Lens 14 · Management Questions (ordered by information value)
- You guide US/Canada large ag down 15–20% in FY2026 and call it the trough — what specific leading indicators (order book, dealer used-inventory months-on-hand, USDA farm-income revisions) are you watching to confirm FY2027 is the inflection, and what would make you wrong?
- What is dealer new + used inventory (months on hand) today vs. a year ago, and at what level do you resume normal production rather than under-producing?
- Quantify the FY2026 gross-margin headwind from Section 232 steel/aluminum tariffs, and how much can price realization offset it before it dents volume?
- With the USMCA review in July 2026, how exposed is your Mexico-export model, and what is the contingency if duty-free treatment is curtailed?
- Walk through the John Deere Financial credit book: retail delinquencies and charge-offs trend, allowance coverage, and how stress-tested it is for a prolonged farm-income downturn.
- What is the actual recurring/software revenue today (dollars, not aspiration), its growth rate, and the realistic path to the ~10%-of-revenue-by-2030 target — and at what gross margin is it landing?
- On the FTC right-to-repair suit and the $99M class settlement — what is the expected revenue/margin impact on parts, service, and diagnostics as you open tools to independents over the next decade?
- See & Spray is at 5M acres / 90%+ combine take rates — how are you monetizing it (per-acre fee vs. hardware margin), and what's the attach economics vs. just selling more iron?
- Autonomy commercializes in 2026 — what's the business model (outright vs. subscription), expected take rate, and contribution-margin profile vs. a conventional tractor sale?
- After the Wirtgen Thailand FCPA settlement, what specifically changed in your global compliance and third-party/subsidiary controls, and how do you ensure it doesn't recur in other emerging markets?
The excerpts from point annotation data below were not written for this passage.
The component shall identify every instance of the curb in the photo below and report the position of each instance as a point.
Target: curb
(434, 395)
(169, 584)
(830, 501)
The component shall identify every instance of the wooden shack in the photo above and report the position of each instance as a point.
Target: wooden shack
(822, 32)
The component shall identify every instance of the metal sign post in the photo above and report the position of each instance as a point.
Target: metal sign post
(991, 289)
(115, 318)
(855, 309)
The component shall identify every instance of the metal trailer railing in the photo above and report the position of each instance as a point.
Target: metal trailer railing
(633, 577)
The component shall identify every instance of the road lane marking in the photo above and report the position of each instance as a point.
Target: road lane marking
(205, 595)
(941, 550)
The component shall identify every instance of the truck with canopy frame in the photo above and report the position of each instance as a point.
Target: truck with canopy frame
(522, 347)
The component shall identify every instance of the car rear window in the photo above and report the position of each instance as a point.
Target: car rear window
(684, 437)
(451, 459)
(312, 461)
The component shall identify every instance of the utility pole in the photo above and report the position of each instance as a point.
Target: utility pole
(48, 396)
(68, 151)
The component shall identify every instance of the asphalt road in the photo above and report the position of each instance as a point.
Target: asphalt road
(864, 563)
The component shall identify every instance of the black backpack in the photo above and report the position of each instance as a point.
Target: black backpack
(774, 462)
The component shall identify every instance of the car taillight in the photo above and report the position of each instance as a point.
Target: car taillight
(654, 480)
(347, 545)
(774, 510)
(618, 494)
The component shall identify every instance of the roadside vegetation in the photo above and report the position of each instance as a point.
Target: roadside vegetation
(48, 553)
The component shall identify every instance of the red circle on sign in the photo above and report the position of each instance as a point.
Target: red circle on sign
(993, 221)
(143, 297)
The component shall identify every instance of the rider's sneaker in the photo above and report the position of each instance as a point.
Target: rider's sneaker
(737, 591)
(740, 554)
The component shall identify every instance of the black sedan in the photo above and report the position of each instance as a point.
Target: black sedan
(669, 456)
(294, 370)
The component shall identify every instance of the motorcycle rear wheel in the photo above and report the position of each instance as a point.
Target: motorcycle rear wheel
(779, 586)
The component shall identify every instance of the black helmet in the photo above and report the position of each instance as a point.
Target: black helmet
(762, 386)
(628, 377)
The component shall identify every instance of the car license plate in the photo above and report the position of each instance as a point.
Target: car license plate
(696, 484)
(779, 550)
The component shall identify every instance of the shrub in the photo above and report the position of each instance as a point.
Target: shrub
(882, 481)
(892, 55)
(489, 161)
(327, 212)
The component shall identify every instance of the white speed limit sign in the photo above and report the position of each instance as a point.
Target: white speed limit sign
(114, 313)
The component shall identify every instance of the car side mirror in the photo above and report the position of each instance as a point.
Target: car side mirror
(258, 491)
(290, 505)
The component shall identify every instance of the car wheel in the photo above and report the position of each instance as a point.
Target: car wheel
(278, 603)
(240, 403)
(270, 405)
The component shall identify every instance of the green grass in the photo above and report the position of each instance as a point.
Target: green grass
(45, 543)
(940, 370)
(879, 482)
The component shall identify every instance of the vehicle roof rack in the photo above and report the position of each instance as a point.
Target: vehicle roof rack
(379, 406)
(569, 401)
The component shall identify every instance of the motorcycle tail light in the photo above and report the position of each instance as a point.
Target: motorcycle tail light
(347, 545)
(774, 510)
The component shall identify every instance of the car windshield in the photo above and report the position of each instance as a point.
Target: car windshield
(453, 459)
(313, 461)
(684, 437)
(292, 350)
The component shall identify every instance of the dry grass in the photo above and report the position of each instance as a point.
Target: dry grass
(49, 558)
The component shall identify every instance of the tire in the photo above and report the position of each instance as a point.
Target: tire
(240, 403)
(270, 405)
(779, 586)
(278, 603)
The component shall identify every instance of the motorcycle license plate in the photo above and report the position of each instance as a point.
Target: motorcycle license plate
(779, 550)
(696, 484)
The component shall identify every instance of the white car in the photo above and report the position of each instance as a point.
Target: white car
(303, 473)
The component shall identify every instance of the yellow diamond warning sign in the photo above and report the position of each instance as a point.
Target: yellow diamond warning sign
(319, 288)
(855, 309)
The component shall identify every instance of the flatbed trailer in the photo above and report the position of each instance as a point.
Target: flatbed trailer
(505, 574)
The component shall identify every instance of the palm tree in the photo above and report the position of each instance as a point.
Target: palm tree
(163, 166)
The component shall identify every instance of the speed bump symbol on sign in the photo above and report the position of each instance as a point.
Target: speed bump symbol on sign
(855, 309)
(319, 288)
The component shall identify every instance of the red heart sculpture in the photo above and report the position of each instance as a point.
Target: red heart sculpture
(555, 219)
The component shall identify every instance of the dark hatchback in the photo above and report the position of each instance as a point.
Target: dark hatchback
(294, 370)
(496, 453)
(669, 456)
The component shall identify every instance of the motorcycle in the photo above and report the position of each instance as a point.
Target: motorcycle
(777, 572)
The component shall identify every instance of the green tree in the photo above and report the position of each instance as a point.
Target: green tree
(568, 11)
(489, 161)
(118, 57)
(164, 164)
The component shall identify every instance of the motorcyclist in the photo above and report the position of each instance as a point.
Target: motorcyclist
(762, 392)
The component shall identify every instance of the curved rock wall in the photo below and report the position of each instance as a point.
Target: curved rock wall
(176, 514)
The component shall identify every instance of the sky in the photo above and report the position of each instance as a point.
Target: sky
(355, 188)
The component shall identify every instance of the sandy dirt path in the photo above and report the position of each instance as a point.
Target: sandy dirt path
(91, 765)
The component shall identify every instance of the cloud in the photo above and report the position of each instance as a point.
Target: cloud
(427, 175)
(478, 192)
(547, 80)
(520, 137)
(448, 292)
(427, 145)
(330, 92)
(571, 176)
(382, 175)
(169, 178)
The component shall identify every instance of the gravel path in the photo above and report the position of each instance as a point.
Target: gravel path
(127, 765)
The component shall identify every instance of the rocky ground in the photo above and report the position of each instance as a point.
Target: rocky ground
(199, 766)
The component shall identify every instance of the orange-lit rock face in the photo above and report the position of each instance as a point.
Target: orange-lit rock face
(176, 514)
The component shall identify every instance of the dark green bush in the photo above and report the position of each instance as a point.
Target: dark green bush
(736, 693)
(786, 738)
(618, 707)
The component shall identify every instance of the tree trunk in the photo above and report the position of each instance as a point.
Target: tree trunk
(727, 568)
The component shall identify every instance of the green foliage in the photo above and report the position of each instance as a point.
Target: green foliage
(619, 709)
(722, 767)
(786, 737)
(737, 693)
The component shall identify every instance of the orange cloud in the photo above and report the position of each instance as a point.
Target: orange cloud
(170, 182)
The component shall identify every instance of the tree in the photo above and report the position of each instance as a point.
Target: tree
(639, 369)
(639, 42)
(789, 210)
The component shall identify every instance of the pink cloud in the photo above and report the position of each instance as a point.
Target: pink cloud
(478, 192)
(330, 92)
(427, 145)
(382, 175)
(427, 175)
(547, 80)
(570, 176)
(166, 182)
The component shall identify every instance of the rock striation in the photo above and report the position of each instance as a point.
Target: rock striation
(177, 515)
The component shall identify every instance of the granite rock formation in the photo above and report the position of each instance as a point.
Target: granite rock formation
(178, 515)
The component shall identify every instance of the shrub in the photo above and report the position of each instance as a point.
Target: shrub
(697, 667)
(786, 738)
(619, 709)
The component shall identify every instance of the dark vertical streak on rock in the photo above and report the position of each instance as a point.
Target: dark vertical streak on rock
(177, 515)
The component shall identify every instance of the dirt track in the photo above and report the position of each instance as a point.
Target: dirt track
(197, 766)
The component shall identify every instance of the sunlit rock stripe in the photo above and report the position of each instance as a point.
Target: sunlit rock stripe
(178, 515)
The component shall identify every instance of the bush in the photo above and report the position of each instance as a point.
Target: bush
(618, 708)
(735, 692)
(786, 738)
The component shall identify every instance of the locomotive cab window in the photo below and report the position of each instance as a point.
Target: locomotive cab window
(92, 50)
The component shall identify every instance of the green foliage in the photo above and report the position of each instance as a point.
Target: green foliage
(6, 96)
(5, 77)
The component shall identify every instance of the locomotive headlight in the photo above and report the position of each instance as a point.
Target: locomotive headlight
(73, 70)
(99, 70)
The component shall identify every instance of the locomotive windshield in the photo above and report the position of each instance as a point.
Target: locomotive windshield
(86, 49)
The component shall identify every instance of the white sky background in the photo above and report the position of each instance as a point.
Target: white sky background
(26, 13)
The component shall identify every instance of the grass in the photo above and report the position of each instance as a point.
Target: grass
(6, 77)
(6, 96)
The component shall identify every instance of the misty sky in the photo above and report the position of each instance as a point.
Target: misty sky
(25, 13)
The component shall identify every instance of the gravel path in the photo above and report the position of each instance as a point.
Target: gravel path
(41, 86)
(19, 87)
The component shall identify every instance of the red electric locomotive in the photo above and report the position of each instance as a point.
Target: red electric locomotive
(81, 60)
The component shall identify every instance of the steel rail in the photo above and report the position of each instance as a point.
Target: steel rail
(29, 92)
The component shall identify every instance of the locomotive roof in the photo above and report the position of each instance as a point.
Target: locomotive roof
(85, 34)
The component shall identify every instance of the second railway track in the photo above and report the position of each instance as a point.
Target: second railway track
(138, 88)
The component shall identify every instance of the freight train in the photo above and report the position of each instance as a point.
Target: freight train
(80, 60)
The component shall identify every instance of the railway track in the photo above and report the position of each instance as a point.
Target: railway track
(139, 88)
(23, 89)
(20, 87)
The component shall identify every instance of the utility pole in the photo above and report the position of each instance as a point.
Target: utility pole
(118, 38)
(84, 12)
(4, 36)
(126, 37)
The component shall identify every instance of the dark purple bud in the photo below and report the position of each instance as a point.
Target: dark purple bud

- Through this trough you delivered ~$5B net income — what is your view of normalized mid-cycle EPS power three years out, and how much of the improvement is structural vs. cyclical?
- Capital allocation priorities for FY2026–28: with the $20B US manufacturing commitment, how do you balance reshoring capex, buybacks, dividend growth, and tech M&A?
- Where is Brazil/South America in its own cycle, and how material can it be as a US-demand offset given the guided "flat" outlook?
- Which competitor or new entrant (CNH precision push, AGCO retrofit, autonomy/spray startups attacking the installed base) do you take most seriously, and why won't they erode your tech lead?
- CFO transition to Brent Norwood at a cycle inflection — what changes, if anything, in financial strategy, guidance philosophy, or the captive-finance approach?